With new nationalisms and populism throughout the continent, such regional circumstances only increase the probability that Central-Eastern Europe will not be spared. Unfortunately, while in older EU democracies external challenges to the system would have a hard time uprooting established institutions, in the still fledgling ones of new member states, the risk of doing disservice to the quality of democracy is always there. With still weak civil society and weakened media because of the economic downturn, the political class has significant leeway to push an agenda which defends private interests rather than public and encourages corruption. Coupled with renewed concern about the EU vicinity, this only hampers internal capacity building, institutional development and further political maturity at a time when these are essential to boosting investment and growth. It allows for political manipulation, less transparency and more concentration of power in the name of stability and security. It derails the inward-looking process of social, political and economic transformation under the pretext of keeping watch for the enemy at the gates.

The insistence of Brussels and lending institutions such as the IMF - which has agreements in force with some of these countries - on stability first (jobs, growth, sustainable welfare, long-term recovery only after), while understandable given the complex Eurozone problems, only reinforces this “siege mentality”. Also, if the EU alienates these countries, it risks losing precisely the stamina and enthusiasm for Europe which is located here rather than in the Western part of the continent, where it has been in decline for years. It also risks losing its neighbourhood, quite aware already that the EU is too busy to care much about enlargement these days. Add the scenario of seeing recent EU members marginalised shortly after being received to the club and the prospect for the Western Balkans or Eastern Partnership countries really doesn’t look too bright – the periphery of the periphery!

RE-ENGAGING THE REGION (TIME TO TURN LOSS INTO OPPORTUNITY)

It doesn’t mean it’s all gloom and doom for Central-Eastern Europe. With regard to the points just made, indeed there is already little it can do to change anything. But there is opportunity in negotiating the loss. Core EU has no interest in losing these countries; it is also well aware of the frustrations it’s generating. Chances are that Brussels and Berlin will be ready to go some distance to soften the pill. Warsaw, Bucharest & co. should be working energetically these days to put together the list of demands they wish to advance. Far from negotiating from a loser’s stance, they should look at it as the ‘now or never’ moment to walk away with some important gains/concessions and not sell themselves cheap.

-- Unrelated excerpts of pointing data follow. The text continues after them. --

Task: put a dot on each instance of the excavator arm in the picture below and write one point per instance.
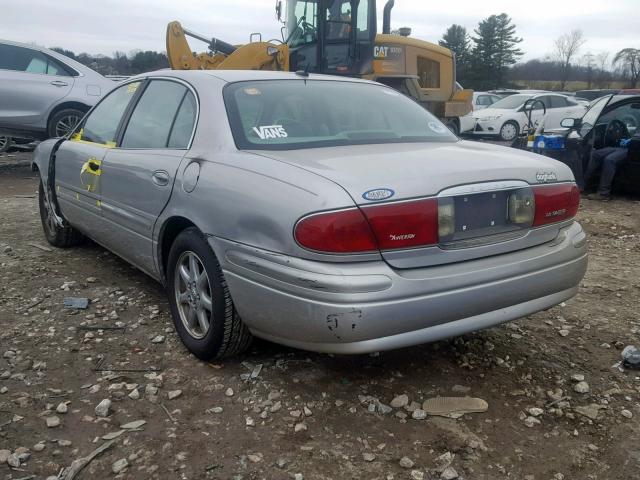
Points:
(221, 55)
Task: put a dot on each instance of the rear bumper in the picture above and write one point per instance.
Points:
(364, 307)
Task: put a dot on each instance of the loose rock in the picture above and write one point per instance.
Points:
(119, 465)
(400, 401)
(581, 387)
(103, 408)
(406, 462)
(52, 421)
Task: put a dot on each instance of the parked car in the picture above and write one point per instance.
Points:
(595, 94)
(5, 143)
(8, 143)
(44, 94)
(507, 118)
(323, 213)
(608, 120)
(481, 100)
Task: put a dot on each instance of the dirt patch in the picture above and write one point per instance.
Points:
(306, 415)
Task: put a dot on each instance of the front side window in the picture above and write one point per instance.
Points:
(102, 124)
(628, 114)
(589, 119)
(153, 117)
(428, 73)
(294, 114)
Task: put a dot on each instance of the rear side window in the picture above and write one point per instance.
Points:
(183, 124)
(102, 124)
(557, 102)
(154, 115)
(484, 100)
(30, 61)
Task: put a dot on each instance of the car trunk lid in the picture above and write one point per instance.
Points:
(475, 179)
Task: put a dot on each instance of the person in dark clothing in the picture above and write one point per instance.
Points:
(610, 159)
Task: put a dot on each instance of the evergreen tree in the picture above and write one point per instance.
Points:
(457, 40)
(495, 50)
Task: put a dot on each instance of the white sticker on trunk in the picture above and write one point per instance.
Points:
(270, 131)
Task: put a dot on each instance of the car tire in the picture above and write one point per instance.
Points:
(61, 237)
(63, 122)
(454, 127)
(509, 131)
(5, 143)
(194, 282)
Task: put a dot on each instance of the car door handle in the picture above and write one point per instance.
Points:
(160, 178)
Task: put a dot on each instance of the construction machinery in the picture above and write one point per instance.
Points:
(338, 37)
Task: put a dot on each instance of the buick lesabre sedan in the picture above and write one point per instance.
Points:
(327, 214)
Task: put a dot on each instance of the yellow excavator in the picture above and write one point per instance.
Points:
(338, 37)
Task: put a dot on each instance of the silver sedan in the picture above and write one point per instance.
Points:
(328, 214)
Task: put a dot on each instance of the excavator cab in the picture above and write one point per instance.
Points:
(335, 37)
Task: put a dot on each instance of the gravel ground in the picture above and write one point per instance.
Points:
(72, 382)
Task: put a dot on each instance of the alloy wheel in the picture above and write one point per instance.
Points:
(66, 124)
(508, 132)
(193, 295)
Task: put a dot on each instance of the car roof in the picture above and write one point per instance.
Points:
(622, 98)
(230, 76)
(79, 67)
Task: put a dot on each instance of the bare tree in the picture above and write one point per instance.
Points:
(587, 62)
(567, 48)
(629, 61)
(603, 77)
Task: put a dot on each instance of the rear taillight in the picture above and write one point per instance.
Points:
(555, 203)
(342, 231)
(376, 227)
(419, 223)
(404, 224)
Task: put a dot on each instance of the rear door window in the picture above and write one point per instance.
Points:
(101, 126)
(154, 116)
(183, 126)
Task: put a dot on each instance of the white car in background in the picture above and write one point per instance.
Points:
(481, 100)
(507, 118)
(44, 94)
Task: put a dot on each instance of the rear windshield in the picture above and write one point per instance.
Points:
(294, 114)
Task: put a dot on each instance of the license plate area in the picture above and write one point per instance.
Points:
(477, 215)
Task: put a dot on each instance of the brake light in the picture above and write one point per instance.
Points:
(555, 203)
(372, 228)
(342, 231)
(404, 224)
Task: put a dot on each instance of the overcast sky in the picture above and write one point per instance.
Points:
(104, 26)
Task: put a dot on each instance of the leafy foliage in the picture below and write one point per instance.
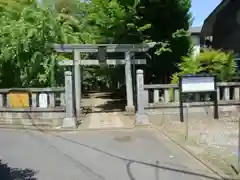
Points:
(219, 63)
(28, 29)
(26, 46)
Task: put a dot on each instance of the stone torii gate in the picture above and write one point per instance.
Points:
(127, 49)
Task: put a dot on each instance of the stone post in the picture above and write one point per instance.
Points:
(69, 120)
(77, 83)
(141, 117)
(129, 89)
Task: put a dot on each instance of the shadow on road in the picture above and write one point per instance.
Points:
(157, 165)
(9, 173)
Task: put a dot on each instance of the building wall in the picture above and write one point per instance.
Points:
(226, 31)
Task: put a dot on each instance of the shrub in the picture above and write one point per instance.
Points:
(216, 62)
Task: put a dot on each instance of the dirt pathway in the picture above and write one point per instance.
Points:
(107, 112)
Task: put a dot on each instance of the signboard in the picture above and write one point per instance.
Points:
(198, 83)
(195, 83)
(18, 99)
(43, 100)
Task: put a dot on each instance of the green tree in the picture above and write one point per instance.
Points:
(170, 21)
(26, 54)
(216, 62)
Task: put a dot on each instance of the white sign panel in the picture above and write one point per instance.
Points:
(198, 84)
(43, 100)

At the same time though, the partnership with the Unites States (a top priority for some of these countries) is becoming even more important now. How exactly Obama intends to be more cooperative with regard to the missile shield after his reelection, as he famously whispered to Dmitri Medvedev, is yet to be seen. The Russian push in its former sphere of influence remains strong and the US will have already realised that the Asia-Pacific shift cannot mean a total draining of troops and capabilities from a European east which remains relatively volatile. It is also up to the Poles and Czechs and Romanians to move beyond the self-pity rhetoric of an American withdrawal from CEE and replace it with making an active contribution to security in the region – not least by engaging their US and NATO allies around concrete proposals and initiatives.

Hopefully, despite these soul-searching times for the US and EU, both will be sufficiently alert to the fact that the rest of the world doesn’t stand still, waiting. Bruce Jackson and Ron Asmus’s “Wider Black Sea” is today more than ever a reality and the region becomes ever more important, as an outpost to the troubled Middle East, the crossroads of oil and gas pipelines and a large emerging market for embattled Western economies (but also for the Chinese!). If its Western partners and its own incapacity to come up with a coherent strategic narrative revert it to the status of a mere periphery, it will not be able to play the central role it could at this time, in bridging West and East at trying times for both.